France

Couronnement de Charles III : Les Anglais vont-ils dévaliser les boutiques d’alcool à Calais ?

Au bon vieux temps d’avant le Brexit et la pandémie de Covid-19, les Britanniques avaient pris l’habitude de reconstituer leurs stocks d’alcool à Calais avant de prendre le bateau pour retourner dans leur pays. Si le flux de Britanniques chez les commerçants locaux était plus ou moins régulier toute l’année, il se transformait parfois en véritable ruée, notamment en amont des fêtes de Noël. Et si l’occasion fait le larron, doit-on s’attendre à un phénomène équivalent en amont du couronnement de Charles III qui doit avoir lieu samedi prochain ? Pas si sûr.

Soixante-dix ans après sa mère, Elisabeth II, décédée le 8 septembre dernier, Charles III sera officiellement couronné roi du Royaume-Uni, samedi 6 mai. Un événement qui marquera à coup sûr tout un peuple, dont une grande partie boira un coup pour fêter ça quand certains autres lèveront le coude pour oublier. Quoi qu’il en soit, il faudra à nos ex-partenaires européens faire des provisions. « A l’ouverture des frontières, dans les années 1990, les Anglais débarquaient en masse pour acheter en France, notamment l’alcool et le tabac qui coûtent bien moins cher ici que chez eux », se souvient François Lurette de l’office de tourisme de Calais Côte d’Opale. Il raconte encore que les compagnies maritimes avaient mis en place des « day trips », des allers-retours sur une journée au cours desquels les Britanniques dévalisaient les marchands de vins, de bières et de spiritueux. « On avait même vu fleurir des boutiques spécialisées dans la détaxe, tenues par des Anglais pour des Anglais », assure Olivier Versmisse, caviste à Calais.

« Avant, les Anglais ne faisaient que passer »

Tout ça, c’est terminé. « Entre l’épidémie de Covid, le Brexit, l’inflation chez eux et le prix de la traversée, ce n’est plus du tout rentable pour les Anglais de venir faire leurs courses ici », reconnaît François Lurette. En effet, avec les restrictions de déplacements mises en place pendant la pandémie, les Britanniques avaient complètement disparu du paysage. Sauf qu’aujourd’hui, ils tardent à revenir selon l’Insee, qui a déterminé un déficit de touristes anglais de près de 20 % en 2022 dans les Hauts-de-France par rapport au niveau d’avant la crise sanitaire. « On en voit un peu plus ces derniers temps, mais ce n’est pas lié au couronnement à venir de Charles III », estime le patron des Vins du calaisis. « Il y en a eu davantage à Pâques, et maintenant parce que c’est l’époque des mariages », renchérit Thierry Leprêtre, gérant associé du Calais wine superstore.

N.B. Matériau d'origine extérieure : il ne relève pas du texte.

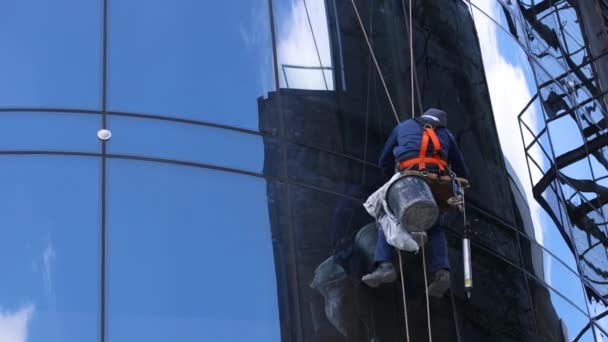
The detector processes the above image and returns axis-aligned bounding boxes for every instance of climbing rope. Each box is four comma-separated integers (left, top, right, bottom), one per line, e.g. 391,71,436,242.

422,243,433,342
351,0,440,342
351,0,400,123
397,249,410,342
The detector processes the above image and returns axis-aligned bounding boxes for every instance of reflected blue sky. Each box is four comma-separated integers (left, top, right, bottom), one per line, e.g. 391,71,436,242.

0,156,101,342
108,160,280,342
0,112,101,153
473,0,588,324
0,0,102,110
108,116,264,174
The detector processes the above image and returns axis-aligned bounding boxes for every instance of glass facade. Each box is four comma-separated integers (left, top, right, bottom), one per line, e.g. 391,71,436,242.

0,0,608,342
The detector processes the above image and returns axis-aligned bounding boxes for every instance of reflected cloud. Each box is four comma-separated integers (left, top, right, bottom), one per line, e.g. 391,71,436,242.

42,240,55,294
474,0,544,245
0,304,34,342
277,0,334,90
239,0,274,94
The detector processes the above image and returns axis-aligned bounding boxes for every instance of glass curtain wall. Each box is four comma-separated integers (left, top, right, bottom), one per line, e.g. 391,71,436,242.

0,0,608,342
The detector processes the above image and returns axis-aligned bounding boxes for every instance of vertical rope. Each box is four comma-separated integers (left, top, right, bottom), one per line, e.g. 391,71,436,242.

422,243,433,342
408,0,416,118
397,249,410,342
351,0,400,123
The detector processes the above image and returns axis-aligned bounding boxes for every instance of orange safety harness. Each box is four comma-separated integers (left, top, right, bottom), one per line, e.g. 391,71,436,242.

399,124,448,172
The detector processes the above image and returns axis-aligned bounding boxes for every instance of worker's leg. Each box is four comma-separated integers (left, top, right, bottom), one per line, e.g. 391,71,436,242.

361,229,397,287
427,219,450,298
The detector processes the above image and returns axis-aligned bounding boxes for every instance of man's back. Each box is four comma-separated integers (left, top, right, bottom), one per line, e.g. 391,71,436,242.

379,113,469,178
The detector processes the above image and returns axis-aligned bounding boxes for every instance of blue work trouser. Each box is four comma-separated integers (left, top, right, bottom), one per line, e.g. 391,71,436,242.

374,220,450,274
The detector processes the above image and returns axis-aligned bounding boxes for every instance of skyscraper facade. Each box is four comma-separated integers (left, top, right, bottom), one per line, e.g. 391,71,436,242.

0,0,608,342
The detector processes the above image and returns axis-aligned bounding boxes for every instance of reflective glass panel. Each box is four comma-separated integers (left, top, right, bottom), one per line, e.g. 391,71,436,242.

286,143,386,198
522,241,587,311
108,0,274,130
108,116,280,175
107,159,280,342
274,0,335,90
0,156,101,342
528,278,593,341
450,244,537,341
0,0,103,109
0,113,101,153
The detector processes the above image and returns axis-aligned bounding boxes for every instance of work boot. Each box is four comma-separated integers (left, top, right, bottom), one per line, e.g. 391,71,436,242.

361,261,397,287
427,269,450,298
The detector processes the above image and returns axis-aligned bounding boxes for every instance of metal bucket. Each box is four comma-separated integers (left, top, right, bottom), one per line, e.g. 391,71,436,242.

386,176,439,232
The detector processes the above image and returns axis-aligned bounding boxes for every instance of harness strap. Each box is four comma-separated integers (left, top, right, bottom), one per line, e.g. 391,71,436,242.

399,125,448,172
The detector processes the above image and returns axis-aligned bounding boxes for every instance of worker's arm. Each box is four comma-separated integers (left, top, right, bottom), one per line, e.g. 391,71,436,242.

448,131,471,180
378,127,397,177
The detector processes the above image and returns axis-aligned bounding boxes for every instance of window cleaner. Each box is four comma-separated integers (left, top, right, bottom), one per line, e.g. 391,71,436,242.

362,108,469,297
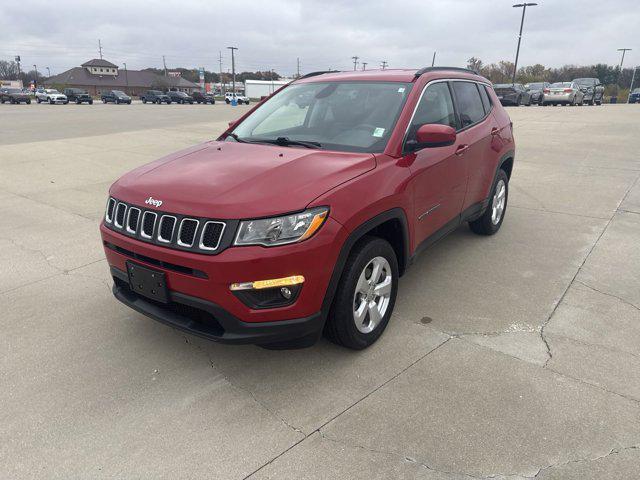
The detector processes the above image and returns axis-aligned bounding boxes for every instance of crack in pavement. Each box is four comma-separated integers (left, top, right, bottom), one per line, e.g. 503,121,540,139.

243,338,451,480
576,280,640,311
531,444,640,479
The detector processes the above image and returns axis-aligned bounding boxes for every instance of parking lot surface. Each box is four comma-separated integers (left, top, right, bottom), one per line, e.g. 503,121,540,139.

0,104,640,480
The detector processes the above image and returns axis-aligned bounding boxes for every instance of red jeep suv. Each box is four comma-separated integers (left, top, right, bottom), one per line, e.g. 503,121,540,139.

100,67,514,349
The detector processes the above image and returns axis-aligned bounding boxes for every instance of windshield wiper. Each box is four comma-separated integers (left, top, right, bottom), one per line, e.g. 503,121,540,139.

250,137,322,148
227,133,247,143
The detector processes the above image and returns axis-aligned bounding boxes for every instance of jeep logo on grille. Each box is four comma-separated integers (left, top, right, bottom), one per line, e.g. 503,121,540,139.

144,197,162,208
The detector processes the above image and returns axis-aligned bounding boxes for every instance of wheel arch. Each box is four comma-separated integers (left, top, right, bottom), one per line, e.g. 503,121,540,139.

322,208,409,318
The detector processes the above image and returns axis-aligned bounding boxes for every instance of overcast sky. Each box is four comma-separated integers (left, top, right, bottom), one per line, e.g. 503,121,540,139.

0,0,640,74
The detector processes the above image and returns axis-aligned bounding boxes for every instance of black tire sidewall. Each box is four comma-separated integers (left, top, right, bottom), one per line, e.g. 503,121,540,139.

325,237,399,350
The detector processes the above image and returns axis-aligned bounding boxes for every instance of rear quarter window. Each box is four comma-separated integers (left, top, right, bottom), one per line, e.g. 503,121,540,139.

453,81,486,128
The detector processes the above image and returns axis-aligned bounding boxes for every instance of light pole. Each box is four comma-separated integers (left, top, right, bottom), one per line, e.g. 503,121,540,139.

123,63,129,95
511,3,538,85
227,47,238,95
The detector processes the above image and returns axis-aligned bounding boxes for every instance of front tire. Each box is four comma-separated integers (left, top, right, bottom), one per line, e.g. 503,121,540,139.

469,169,509,235
324,236,399,350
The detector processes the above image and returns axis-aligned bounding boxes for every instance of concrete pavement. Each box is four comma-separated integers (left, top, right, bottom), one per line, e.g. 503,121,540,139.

0,104,640,480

En fait, le Brexit a poussé les Britanniques à voyager autrement. « Avant, ils ne faisaient que passer alors qu’aujourd’hui, ils séjournent sur place une nuit ou deux. Ils dorment à l’hôtel, vont au restaurant et font du shopping », reconnaît Rodolphe Leprince, président de l’Union des commerçants de Calais. Du shopping de tout, y compris d’alcool, même si c’est en moindres quantités qu’avant le Brexit. « Les Britanniques ont une franchise beaucoup moins importante aujourd’hui, portée à 73 litres d’alcool par personne contre 230 litres avant le Brexit », explique à 20 Minutes la Direction régionale des douanes et droits indirects de Dunkerque. Des quantités qui restent honorables pour le gérant du Calais wine superstore : « Pour un mariage, on voit débarquer le marié et deux témoins qui remplissent la voiture, assure-t-il. Ça nous fait quand même des paniers à 600 euros. »

Alors, même s’ils sont moins nombreux à traverser la Manche, les Anglais qui le font ne repartent jamais les mains vides. « Qu’ils viennent pour une raison ou pour une autre, le retour est toujours pour eux l’occasion de faire les courses », assure le porte-parole de l’office de tourisme de Calais Côte d’Opale. Et le gérant des Vins du calaisis le reconnaît, « souvent, ils prennent les quantités maximums ». Et si peu de commerçants misent sur le couronnement de Charles III pour faire exploser leurs ventes d’alcool, tous misent en revanche gros sur un autre événement : la coupe du monde de rugby qui doit se dérouler en France du 8 septembre au 28 octobre. « Nous préparons déjà la communication pour cet événement », se réjouit Olivier Versmisse. « On s’attend à beaucoup de retombées pour le littoral, d’autant que l’équipe d’Angleterre va résider au Touquet », espère l’office de tourisme. Et en fonction du parcours du Quinze de la rose, comme pour le couronnement du roi, les Anglais boiront à la victoire ou pour noyer leur chagrin.